Beauty, eSpecial, or the Sexy Outtake

Whenever I tweet, FaceBook, or blog, that I had to delete a perfectly good scene because it no longer worked with the plot of the current book, a lot of you ask to see the scene. You’ve even suggested that I share my Anita outtake file with you. Well, guess what, Beauty, the eSpecial that everyone’s been asking me about is an outtake from Kiss the Dead. It’s a sex scene that unfortunately had to be cut, because character decisions made it impossible as written. More unfortunately it was the scene between Jean-Claude and Anita. I really wanted them to have some up close and personal time in this next book, and it was a great scene, and . . . I still had to cut it.

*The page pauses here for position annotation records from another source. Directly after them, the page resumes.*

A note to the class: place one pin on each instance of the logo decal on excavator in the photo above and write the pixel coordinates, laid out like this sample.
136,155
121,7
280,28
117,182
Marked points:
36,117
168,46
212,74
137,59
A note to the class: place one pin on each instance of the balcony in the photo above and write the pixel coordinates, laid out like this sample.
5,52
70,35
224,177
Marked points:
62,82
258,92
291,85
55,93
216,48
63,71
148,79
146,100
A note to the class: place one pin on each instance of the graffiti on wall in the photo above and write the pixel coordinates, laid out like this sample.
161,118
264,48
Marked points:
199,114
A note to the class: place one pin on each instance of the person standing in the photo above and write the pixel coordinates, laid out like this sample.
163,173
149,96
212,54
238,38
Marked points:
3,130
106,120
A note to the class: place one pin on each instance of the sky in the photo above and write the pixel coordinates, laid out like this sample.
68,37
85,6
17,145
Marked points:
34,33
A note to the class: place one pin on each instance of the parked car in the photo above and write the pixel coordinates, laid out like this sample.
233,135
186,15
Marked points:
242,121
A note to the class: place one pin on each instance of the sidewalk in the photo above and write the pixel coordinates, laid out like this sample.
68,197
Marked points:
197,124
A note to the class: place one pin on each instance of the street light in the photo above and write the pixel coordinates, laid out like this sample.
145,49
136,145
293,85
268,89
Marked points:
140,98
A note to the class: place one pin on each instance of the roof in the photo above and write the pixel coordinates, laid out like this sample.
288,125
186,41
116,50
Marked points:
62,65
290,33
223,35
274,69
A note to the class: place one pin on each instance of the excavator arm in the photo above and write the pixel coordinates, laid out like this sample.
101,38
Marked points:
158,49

But one day I was talking to my editor, Susan, on the phone, and I bemoaned the loss of the scene. She thought it was a fabulous scene, too, and regretted it’s loss. That was the point that she and I came up with the idea of doing the outtake as my first ever eSpecial. I thought great, and it’s already written, but like much in this whole e-experience that wasn’t quite correct. I had to write a new beginning for the scene, because it was taken out of the early middle of the book where the world, the characters, relationships, everything had already been explained, but suddenly the scene had to stand on it’s own without all the earlier pages. So, I did add a few paragraphs to introduce the world, Anita, and her relationship to Jean-Claude and Asher. Yep, try as I might in Kiss the Dead to give Jean-Claude and Anita their alone time, Asher was just not going to be left out. When things work well between the three of them it’s so worth it, when it doesn’t, well . . . it’s just a freaking disaster. So I did the extra bit up front so the scene would not be quite so naked to everyone who buys the eSpecial, and then it was done. Okay, except for the whole editing part when it came back from New York, but other than that it was done.

But one of the weird things about publishing of late is that e-books are still evolving in how they are handled, and before I’d ever seen Beauty back from New York, before I’d even signed the contract, and sent it back to them, I had people asking me about it on the internet. People were asking what Beauty was, and were thrilled it was coming out on April 24. Since my editor had told me that Beauty was scheduled for a month before Kiss the Dead came out on June 5, I was a little confused. I called her up and she double checked, and the actual date for Beauty is May 8, because the whole idea is that it comes out about a month ahead of the novel, that it’s an outtake for, so . . . No one at my publisher is sure where the first date of April 24 came from, but it is now corrected on line to its actual release date of May 8, so yay, for that!

So, Beauty is my first eSpecial. It’s the first outtake from any Anita Blake novel that I’ve allowed to be published. It’s a very hot, steamy, outtake with Jean-Claude, Anita, and Asher. It comes out May 8, as a sort of preview for Kiss the Dead which comes out June 5.